Muñoa acude a la puerta y baja la persiana cuando se cerciora de que ha salido todo quisqui. Nos deja encerrados a Pablo Casado, María Pelayo, Isabel Benjumea, Carlos Cuesta, nuestros cámaras, los escoltas y yo. Casi 10 minutos que se nos hacen eternos. Mientras tanto, descubrimos que al otro lado de las rejas, en la vía pública, empieza a llegar gente malencarada con las pintas habituales de los proetarras. Muñoa se niega a abrirnos. Hasta que uno de mis guardaespaldas le recuerda que está cometiendo “un delito de retención ilegal”. Como quiera que le toma por el pito del sereno, tomo el testigo expeditivamente:
—¡Esto no es una cárcel ni un zulo, o nos abres inmediatamente o llamo a la Guardia Civil!—. La palabra mágica, “Guardia Civil”, lleva al pájaro a darle, de mala gana, a la llavecita que levanta la persiana metálica. Salimos precipitadamente y observamos que en esos 10 minutos se han congregado en el perímetro del Koxka y alrededores unos 25 proetarras. Algunos de ellos menores de edad con el claro objetivo de que si nos dan una tunda no puedan acabar en prisión. Las miradas de odio infinito son el común denominador. Media hora más encerrados allí y tal vez no lo hubiéramos contado. Nos graban con los móviles y nosotros nos defendemos haciendo lo propio. Nos subimos a los coches, saludo desde la ventanilla a dos ciudadanos que me han felicitado segundos antes y circulamos hasta la entrada de Alsasua. Nos bajamos de nuevo y nos despedimos de nuestros tres ángeles de la guarda. El agradecimiento de este Adolfo Suárez posmoderno, que confía que el 28-A le quieran menos y le voten más, es indiscutiblemente más marcial que el mío:
—Muchísimas gracias ¡y viva la Guardia Civil!—.
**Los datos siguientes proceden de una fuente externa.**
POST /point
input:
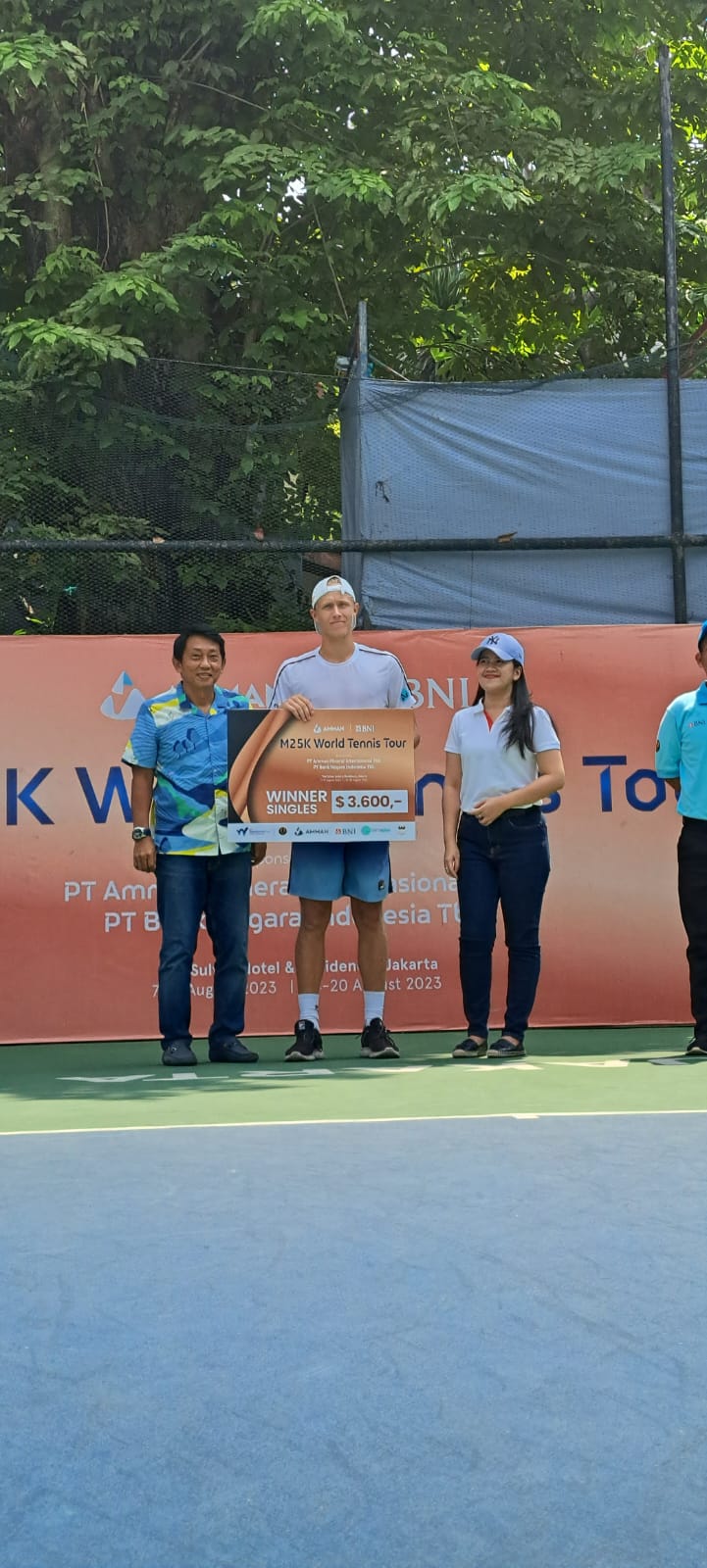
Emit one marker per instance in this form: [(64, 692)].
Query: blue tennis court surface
[(463, 1343)]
Protegidos por un Land Cruiser de los GAR, ponemos rumbo a Pamplona. Nos vamos pero mucha gente buena se queda en este Vietnam navarro, en un territorio comanche en el que lo normal es lo anormal, en el que lo moral es lo amoral. El mundo al revés. Lo nuestro ha sido relativamente fácil: hemos arribado de improviso y con armarios empotrados custodiándonos. Duro es ser concejal de UPN, como Javier López. O constitucionalista. O guardia civil. No puedo evitar acordarme de todos ellos en la media hora larga que tardamos hasta la ciudad que me vio nacer. Siempre contarán con mi respeto, mi apoyo y mi admiración. El desprecio lo reservo para quienes, como el peneuvista de apellido maketo, Aitor Esteban, o la Barcos que se dice “Barkos”, nos acusan de ir “a provocar”. Provocar es defender, amparar o relativizar el mal absoluto que representan ETA y sus mariachis. Moverte libremente por territorio nacional no es una provocación, es un derecho.